US Supreme Court Limits Federal Government’s Ability to Fight Climate Change

US Supreme Court Limits Federal Government’s Ability to Fight Climate Change

The Supreme Court of USAThe conservative leaning on Thursday limited the possibilities of the federal government to control the emission of greenhouse gases, a decision that curtails the ability of the White House to fight climate change.

The court’s six conservative justices ruled, against their three progressive colleagues, that the Environmental Protection Agency (EPA) could not issue blanket rules to regulate emissions from coal-fired power plants, which produce nearly 20% of American electricity.

“Setting a cap on carbon dioxide emissions at a level that would require a national shift away from coal to generate electricity could be a relevant solution to the current crisis.
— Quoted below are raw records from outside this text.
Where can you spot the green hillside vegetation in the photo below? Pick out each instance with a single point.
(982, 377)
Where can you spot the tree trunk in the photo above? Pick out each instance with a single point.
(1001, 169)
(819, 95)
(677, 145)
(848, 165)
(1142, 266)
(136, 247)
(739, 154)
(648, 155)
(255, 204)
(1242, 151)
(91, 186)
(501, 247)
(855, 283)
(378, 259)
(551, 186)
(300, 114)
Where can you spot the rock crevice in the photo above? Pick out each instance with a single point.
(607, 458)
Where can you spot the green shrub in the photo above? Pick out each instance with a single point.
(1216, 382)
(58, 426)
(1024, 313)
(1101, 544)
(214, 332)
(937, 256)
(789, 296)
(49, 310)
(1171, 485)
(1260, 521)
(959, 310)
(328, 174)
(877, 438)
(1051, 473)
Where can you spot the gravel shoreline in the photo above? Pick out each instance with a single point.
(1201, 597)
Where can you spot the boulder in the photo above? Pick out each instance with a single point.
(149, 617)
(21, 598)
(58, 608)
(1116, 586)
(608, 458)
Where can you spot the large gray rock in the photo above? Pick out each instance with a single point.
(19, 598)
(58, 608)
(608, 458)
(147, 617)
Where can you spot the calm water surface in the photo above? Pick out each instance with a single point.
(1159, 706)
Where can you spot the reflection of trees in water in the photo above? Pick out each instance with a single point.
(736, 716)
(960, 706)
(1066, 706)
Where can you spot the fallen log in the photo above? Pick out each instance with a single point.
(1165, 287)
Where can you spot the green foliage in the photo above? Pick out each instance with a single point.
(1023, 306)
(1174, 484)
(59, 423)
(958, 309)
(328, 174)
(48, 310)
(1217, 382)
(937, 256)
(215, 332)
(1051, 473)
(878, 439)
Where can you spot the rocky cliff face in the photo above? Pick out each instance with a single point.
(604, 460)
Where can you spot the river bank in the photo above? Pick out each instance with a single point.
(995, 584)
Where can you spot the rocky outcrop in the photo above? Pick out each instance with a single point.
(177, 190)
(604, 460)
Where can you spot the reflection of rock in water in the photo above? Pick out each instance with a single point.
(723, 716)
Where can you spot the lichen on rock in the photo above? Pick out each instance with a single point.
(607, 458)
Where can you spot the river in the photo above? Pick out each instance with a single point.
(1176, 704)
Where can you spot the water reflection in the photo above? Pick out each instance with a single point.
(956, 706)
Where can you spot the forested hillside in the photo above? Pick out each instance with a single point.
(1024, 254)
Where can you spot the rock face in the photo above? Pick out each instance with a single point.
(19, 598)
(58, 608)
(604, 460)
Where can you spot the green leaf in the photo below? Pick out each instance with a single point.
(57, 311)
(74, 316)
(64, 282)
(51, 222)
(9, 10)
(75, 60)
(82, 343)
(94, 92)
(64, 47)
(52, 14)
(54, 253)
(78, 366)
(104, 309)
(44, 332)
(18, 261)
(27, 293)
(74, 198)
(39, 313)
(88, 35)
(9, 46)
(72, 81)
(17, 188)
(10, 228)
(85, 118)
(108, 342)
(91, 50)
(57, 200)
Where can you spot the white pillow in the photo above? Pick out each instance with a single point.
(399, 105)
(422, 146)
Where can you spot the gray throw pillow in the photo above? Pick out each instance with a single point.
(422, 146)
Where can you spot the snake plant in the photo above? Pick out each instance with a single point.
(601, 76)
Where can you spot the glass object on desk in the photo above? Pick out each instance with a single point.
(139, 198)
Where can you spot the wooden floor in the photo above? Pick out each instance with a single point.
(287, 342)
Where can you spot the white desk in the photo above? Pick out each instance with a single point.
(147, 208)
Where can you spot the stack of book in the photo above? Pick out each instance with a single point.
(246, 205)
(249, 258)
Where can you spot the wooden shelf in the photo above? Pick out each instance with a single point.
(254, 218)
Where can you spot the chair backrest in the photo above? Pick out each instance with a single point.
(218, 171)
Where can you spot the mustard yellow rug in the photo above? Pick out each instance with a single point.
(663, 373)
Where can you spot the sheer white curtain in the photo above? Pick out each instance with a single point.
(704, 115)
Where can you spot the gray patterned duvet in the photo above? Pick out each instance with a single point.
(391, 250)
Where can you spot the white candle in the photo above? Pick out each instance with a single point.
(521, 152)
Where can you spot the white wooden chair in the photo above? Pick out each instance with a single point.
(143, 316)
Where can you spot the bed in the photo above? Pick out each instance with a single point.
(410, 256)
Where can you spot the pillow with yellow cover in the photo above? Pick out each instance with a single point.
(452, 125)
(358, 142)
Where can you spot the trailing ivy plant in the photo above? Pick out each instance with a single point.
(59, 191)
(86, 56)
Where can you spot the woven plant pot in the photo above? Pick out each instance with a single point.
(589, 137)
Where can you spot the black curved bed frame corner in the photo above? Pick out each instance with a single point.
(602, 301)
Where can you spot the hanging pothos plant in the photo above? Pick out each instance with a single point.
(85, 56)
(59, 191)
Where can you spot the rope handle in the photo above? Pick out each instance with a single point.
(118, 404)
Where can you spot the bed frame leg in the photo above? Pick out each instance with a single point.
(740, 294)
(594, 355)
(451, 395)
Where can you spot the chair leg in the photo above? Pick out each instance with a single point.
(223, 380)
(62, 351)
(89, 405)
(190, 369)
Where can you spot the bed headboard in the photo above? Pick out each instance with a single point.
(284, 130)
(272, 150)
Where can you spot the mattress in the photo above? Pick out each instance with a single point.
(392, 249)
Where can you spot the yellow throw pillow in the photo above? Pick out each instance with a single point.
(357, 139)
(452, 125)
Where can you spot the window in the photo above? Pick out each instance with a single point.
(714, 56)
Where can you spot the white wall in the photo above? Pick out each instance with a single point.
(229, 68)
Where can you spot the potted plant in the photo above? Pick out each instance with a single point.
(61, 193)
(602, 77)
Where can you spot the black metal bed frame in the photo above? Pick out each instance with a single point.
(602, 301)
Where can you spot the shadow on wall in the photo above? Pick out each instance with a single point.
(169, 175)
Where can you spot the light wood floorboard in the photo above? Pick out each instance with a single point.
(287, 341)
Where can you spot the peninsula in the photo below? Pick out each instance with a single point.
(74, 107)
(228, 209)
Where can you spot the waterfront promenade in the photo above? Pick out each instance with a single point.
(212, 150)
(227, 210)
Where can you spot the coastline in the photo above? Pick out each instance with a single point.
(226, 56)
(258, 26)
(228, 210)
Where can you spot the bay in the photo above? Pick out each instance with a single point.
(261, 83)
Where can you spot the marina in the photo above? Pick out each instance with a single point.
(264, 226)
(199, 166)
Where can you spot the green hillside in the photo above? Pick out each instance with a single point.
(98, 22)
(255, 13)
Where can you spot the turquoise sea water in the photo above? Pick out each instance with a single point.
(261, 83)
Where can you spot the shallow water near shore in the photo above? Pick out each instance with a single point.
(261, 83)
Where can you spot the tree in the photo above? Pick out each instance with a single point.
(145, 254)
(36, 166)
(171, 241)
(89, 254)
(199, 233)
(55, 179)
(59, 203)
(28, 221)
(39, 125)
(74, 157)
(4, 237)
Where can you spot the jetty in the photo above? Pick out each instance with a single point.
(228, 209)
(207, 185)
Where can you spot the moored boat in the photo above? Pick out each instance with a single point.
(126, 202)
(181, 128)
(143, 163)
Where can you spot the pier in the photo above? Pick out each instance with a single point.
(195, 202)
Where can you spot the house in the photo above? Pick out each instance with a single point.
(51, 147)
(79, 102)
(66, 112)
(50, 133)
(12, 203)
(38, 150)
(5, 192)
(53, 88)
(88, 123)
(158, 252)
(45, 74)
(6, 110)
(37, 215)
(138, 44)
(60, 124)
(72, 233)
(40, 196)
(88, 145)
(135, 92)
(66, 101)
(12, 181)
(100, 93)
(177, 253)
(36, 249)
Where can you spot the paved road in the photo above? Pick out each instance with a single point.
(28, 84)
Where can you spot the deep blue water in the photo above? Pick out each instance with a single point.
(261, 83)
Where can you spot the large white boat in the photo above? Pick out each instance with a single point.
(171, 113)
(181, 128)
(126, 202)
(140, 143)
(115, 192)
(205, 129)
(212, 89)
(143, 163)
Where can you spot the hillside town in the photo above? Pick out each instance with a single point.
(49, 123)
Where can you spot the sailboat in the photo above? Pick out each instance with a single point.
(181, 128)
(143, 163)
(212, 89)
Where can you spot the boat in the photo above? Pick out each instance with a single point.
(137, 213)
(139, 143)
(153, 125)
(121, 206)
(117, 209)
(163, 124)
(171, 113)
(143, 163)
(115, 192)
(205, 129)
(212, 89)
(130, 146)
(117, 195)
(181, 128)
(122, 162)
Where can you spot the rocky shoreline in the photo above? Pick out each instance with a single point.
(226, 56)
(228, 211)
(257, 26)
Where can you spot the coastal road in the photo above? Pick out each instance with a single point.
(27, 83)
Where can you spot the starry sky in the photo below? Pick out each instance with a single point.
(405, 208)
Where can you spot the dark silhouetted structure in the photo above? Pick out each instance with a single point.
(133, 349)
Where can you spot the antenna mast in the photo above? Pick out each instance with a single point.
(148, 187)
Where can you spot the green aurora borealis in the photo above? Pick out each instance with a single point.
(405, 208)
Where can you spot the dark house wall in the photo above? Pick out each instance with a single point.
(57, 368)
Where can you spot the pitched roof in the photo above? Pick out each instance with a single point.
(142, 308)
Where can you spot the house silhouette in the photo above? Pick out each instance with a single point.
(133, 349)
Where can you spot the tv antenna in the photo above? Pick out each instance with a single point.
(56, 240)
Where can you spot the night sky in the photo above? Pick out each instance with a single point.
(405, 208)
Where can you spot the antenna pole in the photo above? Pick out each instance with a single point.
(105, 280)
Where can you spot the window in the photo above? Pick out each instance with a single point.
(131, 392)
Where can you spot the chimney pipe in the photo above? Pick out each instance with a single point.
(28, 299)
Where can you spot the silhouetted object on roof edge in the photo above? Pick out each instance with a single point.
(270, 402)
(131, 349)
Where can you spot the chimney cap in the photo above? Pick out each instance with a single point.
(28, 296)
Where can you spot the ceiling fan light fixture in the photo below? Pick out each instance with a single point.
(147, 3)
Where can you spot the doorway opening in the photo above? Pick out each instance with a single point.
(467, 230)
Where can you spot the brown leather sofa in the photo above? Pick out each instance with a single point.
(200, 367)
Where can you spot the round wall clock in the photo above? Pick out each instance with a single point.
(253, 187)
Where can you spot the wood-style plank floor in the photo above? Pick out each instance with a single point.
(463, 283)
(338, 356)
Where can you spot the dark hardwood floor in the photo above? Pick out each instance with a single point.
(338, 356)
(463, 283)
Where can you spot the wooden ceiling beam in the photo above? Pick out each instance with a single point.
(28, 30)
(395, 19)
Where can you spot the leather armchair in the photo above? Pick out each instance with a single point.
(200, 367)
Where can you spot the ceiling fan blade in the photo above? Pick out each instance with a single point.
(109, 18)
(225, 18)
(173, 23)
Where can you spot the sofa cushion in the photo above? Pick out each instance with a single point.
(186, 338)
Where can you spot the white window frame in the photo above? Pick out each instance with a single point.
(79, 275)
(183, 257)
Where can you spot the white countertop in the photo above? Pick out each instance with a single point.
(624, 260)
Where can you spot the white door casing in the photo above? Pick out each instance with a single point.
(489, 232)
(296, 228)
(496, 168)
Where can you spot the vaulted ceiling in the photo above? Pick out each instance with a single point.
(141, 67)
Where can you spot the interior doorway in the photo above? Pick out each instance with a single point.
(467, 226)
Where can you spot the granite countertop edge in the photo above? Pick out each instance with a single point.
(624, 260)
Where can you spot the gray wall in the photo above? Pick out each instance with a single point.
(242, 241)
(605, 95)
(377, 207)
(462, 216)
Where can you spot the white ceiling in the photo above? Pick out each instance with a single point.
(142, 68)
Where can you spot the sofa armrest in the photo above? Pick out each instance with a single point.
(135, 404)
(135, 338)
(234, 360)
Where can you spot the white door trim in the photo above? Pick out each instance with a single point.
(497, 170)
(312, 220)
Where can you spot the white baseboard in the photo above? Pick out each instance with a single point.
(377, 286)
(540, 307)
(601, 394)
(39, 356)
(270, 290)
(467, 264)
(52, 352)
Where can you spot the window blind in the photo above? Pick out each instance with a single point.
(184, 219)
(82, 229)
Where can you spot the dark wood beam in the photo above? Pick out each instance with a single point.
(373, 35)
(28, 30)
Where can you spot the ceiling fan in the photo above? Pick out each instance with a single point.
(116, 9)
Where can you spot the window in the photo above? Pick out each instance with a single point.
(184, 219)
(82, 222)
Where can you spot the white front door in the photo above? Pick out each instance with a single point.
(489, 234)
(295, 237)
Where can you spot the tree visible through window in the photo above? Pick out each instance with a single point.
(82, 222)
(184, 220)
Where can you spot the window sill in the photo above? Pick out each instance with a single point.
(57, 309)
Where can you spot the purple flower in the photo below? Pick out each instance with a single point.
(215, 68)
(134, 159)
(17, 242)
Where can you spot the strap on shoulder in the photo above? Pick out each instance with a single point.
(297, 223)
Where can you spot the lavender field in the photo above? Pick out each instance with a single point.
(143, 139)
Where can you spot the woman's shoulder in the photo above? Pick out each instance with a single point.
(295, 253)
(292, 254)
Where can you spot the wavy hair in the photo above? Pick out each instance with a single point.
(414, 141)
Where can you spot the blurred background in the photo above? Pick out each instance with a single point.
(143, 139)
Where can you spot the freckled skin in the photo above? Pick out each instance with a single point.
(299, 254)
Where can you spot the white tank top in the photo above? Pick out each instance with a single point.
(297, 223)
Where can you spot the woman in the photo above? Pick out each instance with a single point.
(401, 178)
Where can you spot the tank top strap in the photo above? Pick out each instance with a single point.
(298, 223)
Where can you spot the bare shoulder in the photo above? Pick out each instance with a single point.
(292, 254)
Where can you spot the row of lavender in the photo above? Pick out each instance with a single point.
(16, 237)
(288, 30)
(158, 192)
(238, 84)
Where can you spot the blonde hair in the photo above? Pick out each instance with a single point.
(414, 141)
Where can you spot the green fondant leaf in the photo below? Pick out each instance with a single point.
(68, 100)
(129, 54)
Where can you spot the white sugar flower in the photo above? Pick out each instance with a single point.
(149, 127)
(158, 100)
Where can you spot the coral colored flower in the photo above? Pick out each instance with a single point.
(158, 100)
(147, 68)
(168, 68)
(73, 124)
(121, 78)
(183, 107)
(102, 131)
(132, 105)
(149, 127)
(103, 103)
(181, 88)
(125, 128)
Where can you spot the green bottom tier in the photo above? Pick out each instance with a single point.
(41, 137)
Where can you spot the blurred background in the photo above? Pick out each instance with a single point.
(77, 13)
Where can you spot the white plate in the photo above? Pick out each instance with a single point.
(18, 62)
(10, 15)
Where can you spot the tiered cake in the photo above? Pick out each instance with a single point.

But it is unlikely that Congress would have given the EPA the authority to enact such a measure,” Judge John Roberts wrote in the ruling.

“Today, the Court stripped the Environmental Protection Agency of the power that Congress gave it to address the ‘most pressing problem of our time,'” Elena Kagan denounced on behalf of the progressive justices, recalling that in the last decade USA suffered its six hottest years.

The ruling was immediately greeted with satisfaction by several Republican governors at the origin of the lawsuit filed with the court. Democratic deputy Alexandria Ocasio-Cortez called the Supreme Court’s decision “catastrophic.”

Following his decision last week on abortion, this is a further change from the Cut supreme compared to previous rulings.

In 2007, the highest court had decided by a narrow majority that the EPA was competent to regulate the emissions of gases responsible for global warming, in the same way that a law from the 1960s gives it the power to limit air pollution.

But things changed after former Republican President Donald Trump, a skeptic of the change climate Hostile to any binding measure for the industry, he appointed three justices to the court who cemented the current solid conservative majority in the body (six of nine justices).

President Barack Obama had adopted in 2015 an ambitious “Clean Power Plan” to reduce CO2 emissions whose implementation fell to the EPA, but the project was blocked before it was implemented.

In 2019, Donald Trump published its own “Affordable Clean Energy Rule”, limiting the scope of the EPA’s action, which took away the possibility of remodeling the electricity production network.

After a tribunal federal invalidate that version, several conservative states and the coal industry asked the Cut supreme to step in and clarify the powers of the EPA.

The government of Democrat Joe Biden made it known that he had no intention of reviving Barack Obama’s plan, so he asked the high court to declare the file null.